La Conferenza Episcopale Italiana ha aggiornato i dati sulle attività di tutela dei minori e delle persone vulnerabili, evidenziando come oggi tutte le Diocesi del Paese siano dotate di servizi specifici, con centri di ascolto e percorsi di formazione per il personale pastorale. Si tratta di una rete strutturata che coinvolge 184 Diocesi, 16 servizi regionali e 103 Centri di Ascolto attivi. Un impegno capillare che nel biennio 2023-2024 ha raggiunto oltre 42.000 operatori pastorali, sacerdoti, religiosi ed educatori, con un totale di 781 incontri formativi nel solo 2024. Questo lavoro procede di pari passo con la collaborazione con la società civile, in crescita negli ultimi anni, per promuovere una cultura della prevenzione a 360 gradi e contrastare ogni forma di abuso sui più fragili.
Il ruolo della Chiesa catanese
All’interno di questo quadro nazionale si inserisce il lavoro costante del Servizio Tutela Minori e Persone Vulnerabili della Diocesi di Catania, che assicura formazione continua alle parrocchie e a tutte le realtà ecclesiali del territorio. Il Servizio si impegna non solo nella prevenzione, ma anche nell’accoglienza attraverso un Centro di Ascolto dedicato, dove è possibile trovare sostegno e segnalare situazioni critiche legate all’ambiente ecclesiale. Il 18 novembre il Servizio, insieme alla Consulta delle Aggregazioni Laicali, ha promosso una Veglia di Preghiera per le vittime e i sopravvissuti agli abusi. A presiederla è stato il Vicario Generale, monsignor Vincenzo Branchina, che ha ribadito la volontà della comunità catanese di garantire che ogni persona possa sentirsi al sicuro e rispettata negli spazi ecclesiali. Durante l’incontro, la Referente diocesana, avvocato Remigia D’Agata, ha illustrato le attività del Servizio e presentato il Manifesto informativo che verrà affisso stabilmente in tutte le parrocchie e negli oratori. Il documento riporta i contatti del Centro di Ascolto, il numero telefonico dedicato e l’indirizzo email a cui rivolgersi in caso di necessità, così da rendere il Servizio facilmente accessibile a tutti.

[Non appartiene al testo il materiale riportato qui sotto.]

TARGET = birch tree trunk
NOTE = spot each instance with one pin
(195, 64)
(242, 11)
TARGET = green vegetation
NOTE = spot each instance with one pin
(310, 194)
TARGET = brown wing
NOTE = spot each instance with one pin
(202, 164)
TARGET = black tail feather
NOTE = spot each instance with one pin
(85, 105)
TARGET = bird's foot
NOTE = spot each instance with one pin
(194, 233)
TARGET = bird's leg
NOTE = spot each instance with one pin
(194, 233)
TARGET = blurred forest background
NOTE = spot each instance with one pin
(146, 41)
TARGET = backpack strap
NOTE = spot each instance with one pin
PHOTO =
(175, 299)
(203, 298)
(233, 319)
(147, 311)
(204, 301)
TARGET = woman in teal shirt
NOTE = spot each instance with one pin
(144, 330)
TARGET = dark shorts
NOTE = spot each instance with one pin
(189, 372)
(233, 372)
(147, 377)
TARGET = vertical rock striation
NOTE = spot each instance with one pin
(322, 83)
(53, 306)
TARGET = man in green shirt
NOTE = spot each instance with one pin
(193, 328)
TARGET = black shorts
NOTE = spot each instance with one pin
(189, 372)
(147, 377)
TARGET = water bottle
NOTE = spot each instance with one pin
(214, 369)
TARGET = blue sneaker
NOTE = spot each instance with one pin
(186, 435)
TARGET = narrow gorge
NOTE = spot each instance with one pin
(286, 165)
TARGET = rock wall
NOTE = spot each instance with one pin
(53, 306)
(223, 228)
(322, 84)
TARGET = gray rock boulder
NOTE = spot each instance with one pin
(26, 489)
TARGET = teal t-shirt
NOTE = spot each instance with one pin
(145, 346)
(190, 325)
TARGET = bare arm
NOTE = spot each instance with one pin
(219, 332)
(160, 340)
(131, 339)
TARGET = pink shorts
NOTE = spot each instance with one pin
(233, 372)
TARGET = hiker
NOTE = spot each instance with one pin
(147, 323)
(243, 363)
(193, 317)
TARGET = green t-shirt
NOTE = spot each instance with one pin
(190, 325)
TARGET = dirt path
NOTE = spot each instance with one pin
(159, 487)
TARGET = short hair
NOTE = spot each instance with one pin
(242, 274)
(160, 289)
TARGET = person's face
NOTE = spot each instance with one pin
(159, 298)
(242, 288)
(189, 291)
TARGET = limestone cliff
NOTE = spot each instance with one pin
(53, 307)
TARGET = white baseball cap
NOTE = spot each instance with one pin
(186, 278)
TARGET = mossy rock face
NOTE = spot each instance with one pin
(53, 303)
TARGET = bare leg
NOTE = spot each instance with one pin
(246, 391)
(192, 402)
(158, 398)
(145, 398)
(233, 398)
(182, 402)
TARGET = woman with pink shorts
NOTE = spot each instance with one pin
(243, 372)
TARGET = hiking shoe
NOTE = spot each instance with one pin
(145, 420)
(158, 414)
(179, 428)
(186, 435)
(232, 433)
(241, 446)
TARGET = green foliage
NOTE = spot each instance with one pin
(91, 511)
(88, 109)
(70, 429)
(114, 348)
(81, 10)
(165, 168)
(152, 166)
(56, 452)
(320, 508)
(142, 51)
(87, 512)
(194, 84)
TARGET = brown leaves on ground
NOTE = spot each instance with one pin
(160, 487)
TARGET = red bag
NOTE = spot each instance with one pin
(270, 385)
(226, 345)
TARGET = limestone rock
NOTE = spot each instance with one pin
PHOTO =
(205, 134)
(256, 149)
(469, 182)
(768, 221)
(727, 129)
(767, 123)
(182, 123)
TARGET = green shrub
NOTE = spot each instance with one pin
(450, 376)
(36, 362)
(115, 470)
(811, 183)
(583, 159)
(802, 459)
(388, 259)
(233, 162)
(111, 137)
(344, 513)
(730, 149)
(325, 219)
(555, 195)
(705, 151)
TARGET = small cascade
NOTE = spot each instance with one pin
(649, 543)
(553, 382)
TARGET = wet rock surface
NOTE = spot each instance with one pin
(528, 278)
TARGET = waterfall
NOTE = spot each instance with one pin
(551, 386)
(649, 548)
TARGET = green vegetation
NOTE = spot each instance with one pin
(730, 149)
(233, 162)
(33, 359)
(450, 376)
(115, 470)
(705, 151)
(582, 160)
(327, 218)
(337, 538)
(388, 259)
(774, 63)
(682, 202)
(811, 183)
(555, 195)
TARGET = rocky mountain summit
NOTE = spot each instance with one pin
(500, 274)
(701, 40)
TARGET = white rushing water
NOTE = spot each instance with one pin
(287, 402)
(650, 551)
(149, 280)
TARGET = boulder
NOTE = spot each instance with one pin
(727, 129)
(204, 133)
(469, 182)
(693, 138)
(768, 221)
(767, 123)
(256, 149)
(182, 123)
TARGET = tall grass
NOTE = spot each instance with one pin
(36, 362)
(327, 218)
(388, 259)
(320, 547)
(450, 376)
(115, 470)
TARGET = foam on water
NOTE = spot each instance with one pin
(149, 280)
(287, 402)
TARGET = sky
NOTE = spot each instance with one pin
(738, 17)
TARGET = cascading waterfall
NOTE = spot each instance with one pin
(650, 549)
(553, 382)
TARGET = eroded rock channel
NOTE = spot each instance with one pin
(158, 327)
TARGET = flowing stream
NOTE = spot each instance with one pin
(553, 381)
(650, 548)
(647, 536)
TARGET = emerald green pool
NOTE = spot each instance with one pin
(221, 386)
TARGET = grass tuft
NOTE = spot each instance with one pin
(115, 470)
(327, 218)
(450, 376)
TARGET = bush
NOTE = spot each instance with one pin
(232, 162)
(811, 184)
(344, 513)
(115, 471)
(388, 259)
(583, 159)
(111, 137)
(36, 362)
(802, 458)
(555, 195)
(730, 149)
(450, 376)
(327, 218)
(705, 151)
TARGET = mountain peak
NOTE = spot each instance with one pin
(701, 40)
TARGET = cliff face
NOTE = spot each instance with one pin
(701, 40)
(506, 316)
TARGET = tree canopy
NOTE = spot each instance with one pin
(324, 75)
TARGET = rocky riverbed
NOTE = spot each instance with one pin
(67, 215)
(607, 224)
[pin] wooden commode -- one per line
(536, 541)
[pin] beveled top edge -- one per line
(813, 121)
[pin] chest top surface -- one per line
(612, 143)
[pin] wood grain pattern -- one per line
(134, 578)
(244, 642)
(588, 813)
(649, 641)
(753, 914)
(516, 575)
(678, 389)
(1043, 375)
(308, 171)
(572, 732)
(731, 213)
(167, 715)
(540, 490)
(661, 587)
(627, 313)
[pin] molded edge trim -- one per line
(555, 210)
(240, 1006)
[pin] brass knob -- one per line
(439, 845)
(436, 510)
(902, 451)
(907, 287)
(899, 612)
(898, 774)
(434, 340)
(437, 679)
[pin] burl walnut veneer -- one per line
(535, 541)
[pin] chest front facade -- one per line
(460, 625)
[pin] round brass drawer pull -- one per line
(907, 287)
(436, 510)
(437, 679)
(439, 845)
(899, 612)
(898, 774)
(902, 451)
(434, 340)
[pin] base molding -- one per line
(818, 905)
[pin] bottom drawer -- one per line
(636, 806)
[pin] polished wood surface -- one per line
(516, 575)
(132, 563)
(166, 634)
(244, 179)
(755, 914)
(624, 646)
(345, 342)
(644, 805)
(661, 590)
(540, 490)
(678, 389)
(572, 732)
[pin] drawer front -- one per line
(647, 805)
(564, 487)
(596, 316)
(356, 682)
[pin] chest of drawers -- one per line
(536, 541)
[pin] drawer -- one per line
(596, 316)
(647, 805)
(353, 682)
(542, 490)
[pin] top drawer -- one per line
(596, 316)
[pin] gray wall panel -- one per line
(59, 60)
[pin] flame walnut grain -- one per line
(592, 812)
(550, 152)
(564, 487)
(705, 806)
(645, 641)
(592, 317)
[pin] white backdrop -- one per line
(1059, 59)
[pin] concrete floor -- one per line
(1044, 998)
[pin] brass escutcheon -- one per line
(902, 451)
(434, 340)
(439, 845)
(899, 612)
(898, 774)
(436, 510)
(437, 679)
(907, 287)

Una presenza che vuole essere sempre più vicina
La Diocesi di Catania continua così a rafforzare una cultura della tutela, partecipando attivamente al percorso intrapreso dalla Chiesa italiana. L’obiettivo è quello di essere una comunità sempre più attenta, prevenendo i rischi e sostenendo concretamente chi ha vissuto esperienze difficili. Un segno chiaro di attenzione verso i più fragili, perché ogni comunità sia davvero un luogo sicuro di accoglienza e cura.